Worst Job in the World -- Whipping Boy

So I have decided that I am out of shape.  In my quest to reform myself, I was thinking I could follow the example of many here in America and start dieting.  The only problem is that I will quit as most of my fellow Americans who made it their New Year's Resolutions.  I decided that I am going to train for a short triathlon this year which means a focus on exercise instead of diet.  I will keep you abreast of developments  there.

In my next installment of bad jobs, I found the class -- whipping boy.  This job is from the Tudor period (from 1485 through 1603).  It may not be the worst job but I still found it extremely interesting and decided to include it.  Author's right.

Whipping Boy -- As we all know, the monarch rules by divine right. For those of you without education, let me inform: the king or queen is chosen by God to rule, and therefore any heir to the throne who will later become a king or queen must also be divine.
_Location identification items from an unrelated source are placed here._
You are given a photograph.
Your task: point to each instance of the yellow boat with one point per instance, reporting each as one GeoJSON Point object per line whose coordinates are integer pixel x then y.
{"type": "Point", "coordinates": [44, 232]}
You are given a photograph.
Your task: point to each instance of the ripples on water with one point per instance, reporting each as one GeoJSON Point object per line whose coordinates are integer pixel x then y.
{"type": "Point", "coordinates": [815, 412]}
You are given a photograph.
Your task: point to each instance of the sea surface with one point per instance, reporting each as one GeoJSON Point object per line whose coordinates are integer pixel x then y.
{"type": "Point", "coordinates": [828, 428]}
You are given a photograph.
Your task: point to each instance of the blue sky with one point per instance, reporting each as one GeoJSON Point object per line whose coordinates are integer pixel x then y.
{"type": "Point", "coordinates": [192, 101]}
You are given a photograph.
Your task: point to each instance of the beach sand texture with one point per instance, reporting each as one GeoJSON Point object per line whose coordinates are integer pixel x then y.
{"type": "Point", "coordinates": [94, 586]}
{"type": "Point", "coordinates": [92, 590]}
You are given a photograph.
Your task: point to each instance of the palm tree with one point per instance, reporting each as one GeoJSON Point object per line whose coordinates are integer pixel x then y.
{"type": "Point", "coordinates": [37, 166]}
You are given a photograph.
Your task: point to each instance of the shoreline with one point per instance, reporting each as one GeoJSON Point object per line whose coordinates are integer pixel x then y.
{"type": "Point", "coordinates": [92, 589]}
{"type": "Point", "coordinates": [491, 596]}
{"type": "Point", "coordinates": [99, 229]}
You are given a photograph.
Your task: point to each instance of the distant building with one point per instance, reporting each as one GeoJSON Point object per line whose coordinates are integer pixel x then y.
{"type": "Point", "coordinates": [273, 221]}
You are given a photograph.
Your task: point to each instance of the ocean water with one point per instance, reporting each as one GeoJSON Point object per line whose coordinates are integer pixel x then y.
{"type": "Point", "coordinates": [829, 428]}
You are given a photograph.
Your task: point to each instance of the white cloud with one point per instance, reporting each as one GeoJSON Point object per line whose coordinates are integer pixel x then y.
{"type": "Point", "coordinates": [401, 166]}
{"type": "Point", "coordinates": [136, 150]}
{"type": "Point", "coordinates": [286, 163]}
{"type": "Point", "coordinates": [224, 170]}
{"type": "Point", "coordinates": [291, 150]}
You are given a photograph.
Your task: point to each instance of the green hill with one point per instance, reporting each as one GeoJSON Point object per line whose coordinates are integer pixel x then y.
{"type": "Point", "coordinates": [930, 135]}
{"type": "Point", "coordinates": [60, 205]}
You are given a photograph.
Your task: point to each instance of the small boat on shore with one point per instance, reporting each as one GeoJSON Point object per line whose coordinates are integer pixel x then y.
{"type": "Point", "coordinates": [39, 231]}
Of course, this means that it would be highly illegal, not to say most undesirable, to chastise, clip, whack or slipper a young prince or princess for any infraction of the rules.
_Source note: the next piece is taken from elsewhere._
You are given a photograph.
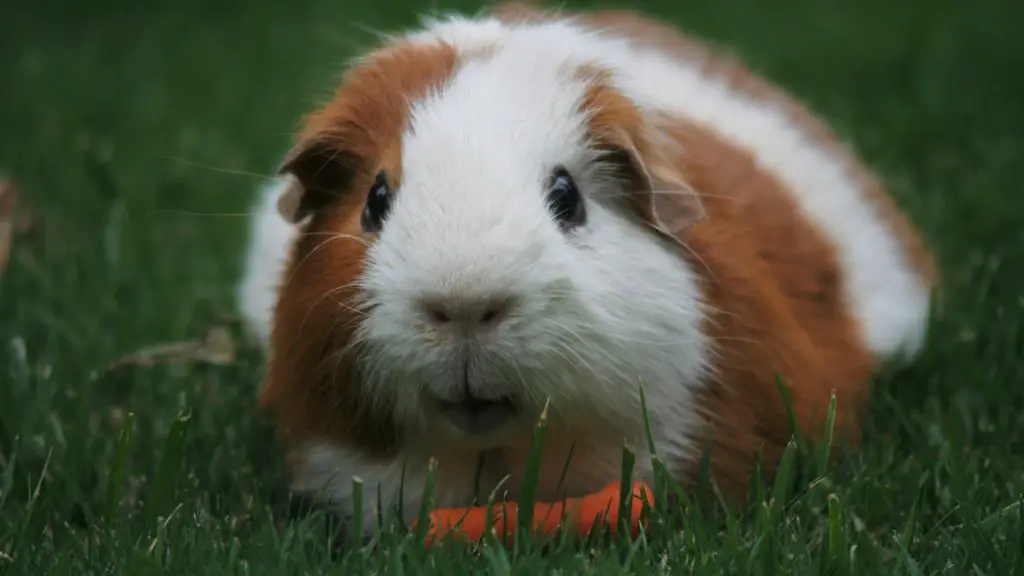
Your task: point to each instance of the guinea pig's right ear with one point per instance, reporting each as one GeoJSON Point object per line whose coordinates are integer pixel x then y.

Here's your opening: a post is available as royal whipping boy. You will be fed, housed and clothed by the royal court - all you have to do is make yourself available to touch your toes whenever the sweet prince or princess does anything bad. By taking the punishment of a royal caning on behalf of the heir, you can console yourself by knowing that you are protecting the royal backside. The secreting of a wad of parchment down the trousers whenever you hear the order 'Get me the whipping boy!' is not permitted.